Baru kemarin euforia bersenandung sampai rasanya tubuh ini kembung,
namun semuanya yang sombong memang mudah membuat kita pincang.
Tak terlihat lagi jembatan yang semula menjadi penghubung arah kita pulang, yang tersisa kini hanyalah bayang.
Tak ada yang salah dari perasaan kita, sayang.
Akulah yang terlalu kelabu untuk menelaah sesuatu.
Mungkin aku yang keliru, dan kamu mencoba membantu, namun sekali lagi semuanya tetap abu.

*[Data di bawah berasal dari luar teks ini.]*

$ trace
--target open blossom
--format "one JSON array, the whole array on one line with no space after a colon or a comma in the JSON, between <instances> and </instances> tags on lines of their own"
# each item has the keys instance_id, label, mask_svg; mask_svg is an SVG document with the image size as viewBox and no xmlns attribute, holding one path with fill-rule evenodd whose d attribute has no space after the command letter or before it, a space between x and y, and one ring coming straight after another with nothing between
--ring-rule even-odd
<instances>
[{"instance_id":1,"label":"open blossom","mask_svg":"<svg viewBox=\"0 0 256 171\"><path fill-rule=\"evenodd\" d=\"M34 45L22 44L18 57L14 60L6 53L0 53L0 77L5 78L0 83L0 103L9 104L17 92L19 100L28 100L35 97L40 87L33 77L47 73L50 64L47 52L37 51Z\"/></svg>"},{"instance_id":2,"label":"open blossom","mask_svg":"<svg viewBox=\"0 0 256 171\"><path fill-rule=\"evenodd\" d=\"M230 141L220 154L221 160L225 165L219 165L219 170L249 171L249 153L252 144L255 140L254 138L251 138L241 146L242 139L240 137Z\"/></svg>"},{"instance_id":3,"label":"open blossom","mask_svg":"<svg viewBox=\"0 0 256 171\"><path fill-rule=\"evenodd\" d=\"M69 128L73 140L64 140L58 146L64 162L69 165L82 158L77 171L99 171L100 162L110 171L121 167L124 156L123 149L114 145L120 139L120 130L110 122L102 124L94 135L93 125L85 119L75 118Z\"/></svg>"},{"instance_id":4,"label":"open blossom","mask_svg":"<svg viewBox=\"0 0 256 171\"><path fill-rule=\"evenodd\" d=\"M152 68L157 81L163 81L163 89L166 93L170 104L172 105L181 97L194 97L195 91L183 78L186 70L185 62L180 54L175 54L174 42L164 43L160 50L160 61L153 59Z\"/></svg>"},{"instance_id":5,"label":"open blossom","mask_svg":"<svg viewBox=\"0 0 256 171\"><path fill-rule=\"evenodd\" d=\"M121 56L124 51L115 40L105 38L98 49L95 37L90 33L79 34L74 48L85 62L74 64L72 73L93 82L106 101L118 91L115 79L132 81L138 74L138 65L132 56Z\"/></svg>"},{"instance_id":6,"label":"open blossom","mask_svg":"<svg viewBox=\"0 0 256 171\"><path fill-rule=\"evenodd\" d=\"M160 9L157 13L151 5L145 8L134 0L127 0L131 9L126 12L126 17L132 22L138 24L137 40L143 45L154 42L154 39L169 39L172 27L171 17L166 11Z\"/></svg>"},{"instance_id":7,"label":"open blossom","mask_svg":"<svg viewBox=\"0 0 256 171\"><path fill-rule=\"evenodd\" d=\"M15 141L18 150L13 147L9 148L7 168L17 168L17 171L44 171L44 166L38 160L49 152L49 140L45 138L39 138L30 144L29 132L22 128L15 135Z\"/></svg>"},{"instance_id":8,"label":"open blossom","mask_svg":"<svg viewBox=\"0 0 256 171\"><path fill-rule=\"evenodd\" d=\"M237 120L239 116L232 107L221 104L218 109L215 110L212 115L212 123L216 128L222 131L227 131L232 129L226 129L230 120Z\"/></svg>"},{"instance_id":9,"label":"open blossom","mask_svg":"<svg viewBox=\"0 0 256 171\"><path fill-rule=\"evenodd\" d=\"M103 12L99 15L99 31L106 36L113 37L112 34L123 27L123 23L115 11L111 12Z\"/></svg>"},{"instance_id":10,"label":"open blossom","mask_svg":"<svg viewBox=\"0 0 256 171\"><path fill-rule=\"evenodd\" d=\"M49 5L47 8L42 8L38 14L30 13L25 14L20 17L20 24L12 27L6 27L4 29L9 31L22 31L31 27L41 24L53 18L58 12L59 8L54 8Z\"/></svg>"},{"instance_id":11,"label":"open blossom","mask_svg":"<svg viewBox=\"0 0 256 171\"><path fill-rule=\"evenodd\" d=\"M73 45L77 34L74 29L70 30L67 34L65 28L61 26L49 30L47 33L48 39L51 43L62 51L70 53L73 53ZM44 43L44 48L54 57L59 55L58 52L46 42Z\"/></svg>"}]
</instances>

Rasanya seperti melemparkan iblis ke dalam surga yang parau, namun katamu lebih baik begitu.
Apakah jalan pulang kita masih pada titik temu yang lalu?

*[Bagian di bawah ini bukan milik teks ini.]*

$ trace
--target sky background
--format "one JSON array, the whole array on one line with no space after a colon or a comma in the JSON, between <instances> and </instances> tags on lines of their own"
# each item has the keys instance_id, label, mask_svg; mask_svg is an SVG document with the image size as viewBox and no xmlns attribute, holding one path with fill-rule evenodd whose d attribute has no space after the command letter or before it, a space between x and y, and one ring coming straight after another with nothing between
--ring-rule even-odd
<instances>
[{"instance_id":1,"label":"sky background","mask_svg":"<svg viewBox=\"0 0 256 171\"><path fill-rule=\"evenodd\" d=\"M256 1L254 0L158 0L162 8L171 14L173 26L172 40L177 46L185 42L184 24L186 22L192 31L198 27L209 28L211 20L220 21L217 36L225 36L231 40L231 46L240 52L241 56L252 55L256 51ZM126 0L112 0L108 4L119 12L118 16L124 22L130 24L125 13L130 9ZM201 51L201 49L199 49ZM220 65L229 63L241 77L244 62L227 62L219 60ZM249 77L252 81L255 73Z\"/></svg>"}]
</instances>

Aku tersesat pada benang kusut dalam kepalamu, terjerembab jauh sampai aku tiba pada babak baru.
Lembaran ini semakin sendu, perkatanya menjadi rancu, huruf demi hurufnya mengadu.
Kita membisu,
menunggu sesiapa yang terlebih dahulu hirau,
merobek kertas payau,
mengisi tinta baru,
lalu sisanya kuserahkan kepadamu.
Apakah bangunan asa kita masih layak untuk diramu?
Semoga saja doa kita bisa membantu,
walau kenyataannya hari ini masih buntu.